Today was one of the roughtest I have encountered in a long time. The social worker at the hospital called today to let me know that a very dear little friend of Autumn's had passed, she was only 3 years old. I could hardly breathe; I don't think I have ever cried so hard in my entire life. I cried for this sweet, innocent little girl, I cried for Autumn, I cried for the woman I read about in the paper today who is struggling with her third recurrence of cancer. Life can be so unfair.

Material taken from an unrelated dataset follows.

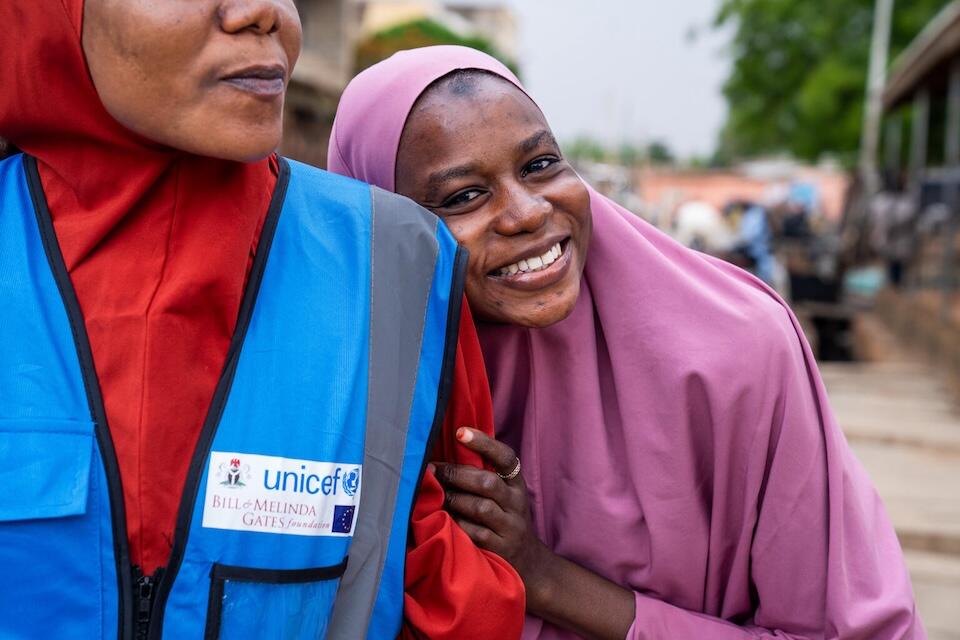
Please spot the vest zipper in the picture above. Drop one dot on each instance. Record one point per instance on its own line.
(144, 591)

I can hardly believe it, she was one of the most amazing little girls I have ever met. Where do I begin to describe who she was? She had endured so very much at such an incredibly young age, but like Autumn, persevered through it all with boundless energy and often a huge smile. She and Autumn had shared the same hospital room a few months ago. I did know then that she was struggling, her battle was still in motion, but she appeared so incredibly healthy, so strong that I felt in my heart of hearts there was nothing to worry about, I felt like she was going to be ok. I cannot imagine her mom, that feeling has overwhelmed me the entire day and I just cannot fathom it. The social worker said she was numb, the whole family is numb and how could it be otherwise? I JUST SAW HER! That’s what I cannot let go of, less than two months ago the girls played together and it just felt good, I never once worried that she wouldn’t make it, she always seemed to very healthy, even when I knew there was concern for her. She had leukemia and although most of the more common type of leukemia has an incredible success rate, she had a more rare form. Fear turns to doubt so easily and gives way to the unpleasantness of life, the dark side, the part we don’t understand, the part we all know is our destiny but have no notion of what it will be. I find in incredible that we all live here on this planet, sometimes for almost a century, planning and sorting and learning and creating, knowing it is all fleeting. If that is true, then why do we take it all so seriously? Perhaps it is because we know no other way and it may be one thing we feel we can control.
Jeff and I decided it was a good idea not to tell Autumn right away. Her spirits are so high and the news may just crush her even though she may not fully understand what it all means. I know how empty I felt when I heard, how incredibly hard it is to take news like that, I cannot imagine what effects it may have on the psyche of a child.
It can only be one more reminder to all of us to live a happy life, a loving life, a good life, a fulfilled life, and nothing less.
It closes my throat with grief to hear this news. I remember that post where they had had a magical playdate. My best friend lost her oldest son in October. I told you about her a long time ago. It's been so hard for them. She also has a blog dedicated to her son where she writes about the small joys she can find each day. It's very healing for her. We love your family very much and are here for anything you might need.